With long holiday weekend on tap, safety is key

May 26—Minnesota's summer boating season is about to kick into high gear. While anglers and paddlers have been on the water for weeks, Memorial Day weekend represents the traditional start of the recreational boating season, when waterways come alive with all sorts of users.

Everyone who recreates on the water has a role to play in keeping Minnesota's lakes and rivers safe, according to the Minnesota Department of Natural Resources.

"Our waterways are the crown jewel of Minnesota's great outdoors, and the number of people who use them is truly remarkable," said Lisa Dugan, recreation safety outreach coordinator for the DNR Enforcement Division. "There's nothing like memories made on the water, and a little preparation goes a long way toward ensuring they're positive memories."

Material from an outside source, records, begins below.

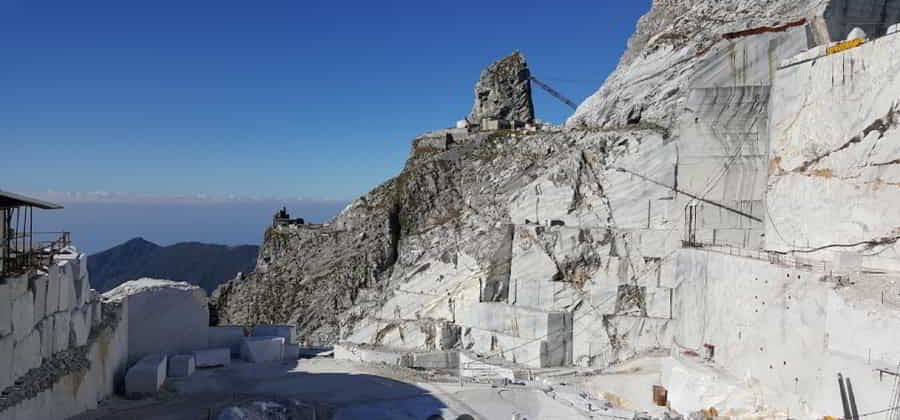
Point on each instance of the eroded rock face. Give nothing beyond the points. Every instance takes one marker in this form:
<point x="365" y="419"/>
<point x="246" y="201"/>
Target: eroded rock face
<point x="504" y="92"/>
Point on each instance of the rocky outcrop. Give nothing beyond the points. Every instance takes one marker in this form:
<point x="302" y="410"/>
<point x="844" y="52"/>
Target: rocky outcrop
<point x="551" y="247"/>
<point x="651" y="81"/>
<point x="504" y="92"/>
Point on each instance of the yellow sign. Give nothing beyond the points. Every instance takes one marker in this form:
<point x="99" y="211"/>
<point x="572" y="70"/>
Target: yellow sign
<point x="846" y="45"/>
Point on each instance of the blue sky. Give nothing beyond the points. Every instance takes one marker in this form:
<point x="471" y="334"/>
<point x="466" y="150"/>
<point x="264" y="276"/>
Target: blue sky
<point x="310" y="102"/>
<point x="273" y="98"/>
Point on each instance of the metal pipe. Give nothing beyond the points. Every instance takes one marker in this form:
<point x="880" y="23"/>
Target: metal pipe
<point x="844" y="404"/>
<point x="853" y="411"/>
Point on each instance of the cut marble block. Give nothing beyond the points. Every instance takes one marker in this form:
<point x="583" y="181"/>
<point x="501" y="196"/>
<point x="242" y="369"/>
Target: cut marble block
<point x="291" y="351"/>
<point x="146" y="376"/>
<point x="181" y="365"/>
<point x="212" y="357"/>
<point x="262" y="349"/>
<point x="227" y="336"/>
<point x="288" y="332"/>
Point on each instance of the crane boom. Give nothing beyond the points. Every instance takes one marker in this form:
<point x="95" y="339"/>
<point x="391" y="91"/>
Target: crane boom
<point x="553" y="92"/>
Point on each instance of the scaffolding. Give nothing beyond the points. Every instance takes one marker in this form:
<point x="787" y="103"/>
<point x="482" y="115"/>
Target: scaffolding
<point x="21" y="249"/>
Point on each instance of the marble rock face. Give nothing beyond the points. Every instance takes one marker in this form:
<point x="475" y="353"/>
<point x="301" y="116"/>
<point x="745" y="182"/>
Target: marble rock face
<point x="163" y="316"/>
<point x="504" y="92"/>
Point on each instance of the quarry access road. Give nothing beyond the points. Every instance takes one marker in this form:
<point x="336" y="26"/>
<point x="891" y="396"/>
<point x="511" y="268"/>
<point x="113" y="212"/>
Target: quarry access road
<point x="345" y="390"/>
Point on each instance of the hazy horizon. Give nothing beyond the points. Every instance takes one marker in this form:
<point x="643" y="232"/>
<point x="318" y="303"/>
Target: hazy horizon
<point x="101" y="222"/>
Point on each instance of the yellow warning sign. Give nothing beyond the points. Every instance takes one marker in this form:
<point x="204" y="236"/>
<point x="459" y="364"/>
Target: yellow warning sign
<point x="845" y="45"/>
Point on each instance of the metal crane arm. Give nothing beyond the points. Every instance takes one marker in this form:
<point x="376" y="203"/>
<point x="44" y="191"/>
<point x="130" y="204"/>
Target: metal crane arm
<point x="553" y="92"/>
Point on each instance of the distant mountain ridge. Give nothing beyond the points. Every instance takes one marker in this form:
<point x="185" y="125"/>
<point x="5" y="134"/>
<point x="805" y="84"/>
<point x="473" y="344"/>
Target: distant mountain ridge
<point x="206" y="265"/>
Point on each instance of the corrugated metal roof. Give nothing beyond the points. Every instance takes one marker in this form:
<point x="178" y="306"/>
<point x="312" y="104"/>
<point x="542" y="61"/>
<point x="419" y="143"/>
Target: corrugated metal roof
<point x="10" y="200"/>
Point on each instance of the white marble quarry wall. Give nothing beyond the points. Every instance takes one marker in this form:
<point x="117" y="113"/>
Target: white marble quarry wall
<point x="834" y="150"/>
<point x="171" y="317"/>
<point x="42" y="314"/>
<point x="788" y="330"/>
<point x="748" y="61"/>
<point x="52" y="326"/>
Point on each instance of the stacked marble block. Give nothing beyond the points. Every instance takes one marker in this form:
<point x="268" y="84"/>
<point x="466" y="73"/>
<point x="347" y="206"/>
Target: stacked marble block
<point x="45" y="313"/>
<point x="269" y="343"/>
<point x="224" y="343"/>
<point x="146" y="376"/>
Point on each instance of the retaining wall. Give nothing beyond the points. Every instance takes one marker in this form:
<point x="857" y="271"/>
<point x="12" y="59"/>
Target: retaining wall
<point x="61" y="349"/>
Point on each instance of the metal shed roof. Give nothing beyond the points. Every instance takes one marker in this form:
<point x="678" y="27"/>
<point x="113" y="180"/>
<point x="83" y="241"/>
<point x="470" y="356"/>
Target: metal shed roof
<point x="11" y="200"/>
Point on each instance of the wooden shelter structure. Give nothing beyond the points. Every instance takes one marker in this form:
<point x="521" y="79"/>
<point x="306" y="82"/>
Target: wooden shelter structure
<point x="19" y="252"/>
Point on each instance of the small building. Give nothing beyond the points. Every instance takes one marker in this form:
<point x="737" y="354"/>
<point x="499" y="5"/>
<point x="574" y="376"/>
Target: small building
<point x="489" y="124"/>
<point x="283" y="218"/>
<point x="19" y="251"/>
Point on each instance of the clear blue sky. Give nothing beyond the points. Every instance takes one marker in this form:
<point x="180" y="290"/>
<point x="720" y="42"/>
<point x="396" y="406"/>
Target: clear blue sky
<point x="267" y="98"/>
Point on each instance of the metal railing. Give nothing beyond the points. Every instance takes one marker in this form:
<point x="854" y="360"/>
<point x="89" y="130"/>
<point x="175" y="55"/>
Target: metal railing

Following are safety tips for all boaters — regardless of their experience or skill level — to help make the start of the summer boating season fun, memorable and safe:

—Wear a life jacket — don't just bring it. Ninety percent of boating fatality victims in the state weren't wearing a life jacket. While the law requires children under 10 to wear a life jacket while the boat is underway, wearing a life jacket is the best way boaters of all ages can help ensure they get home safely.

—Leave the alcohol on shore. Not only is operating a boat under the influence illegal, it's also the single greatest factor in fatal boating accidents.

—Check safety equipment. Make sure life jackets fit and are in good condition, and on motor boats, check to ensure the navigation lights, sound-producing devices, fire extinguishers and carbon monoxide detectors are in good condition. Also, inspect the engine cut-off lanyard and make sure to wear it when the boat is underway.

—Be cognizant of high water. Water levels in waterways throughout the state are high this year. High water can make access difficult, but also present safety risks by hiding hazards beneath the water's surface.

—Own your wake. Large wakes can have environmental consequences (causing shoreline erosion, for example) and present dangers to other people recreating on the water.

Brush up on the rules. Read the 2023 Minnesota Boating Guide (files.dnr.state.mn.us/rlp/regulations/boatwater/boatingguide.pdf) and take an online education course (mndnr.gov/safety/boatwater/education.html) to help increase your knowledge.

More information, including boater education requirements and information on safe boating, is on the boating safety webpage of the DNR website (mndnr.gov/safety/boatwater).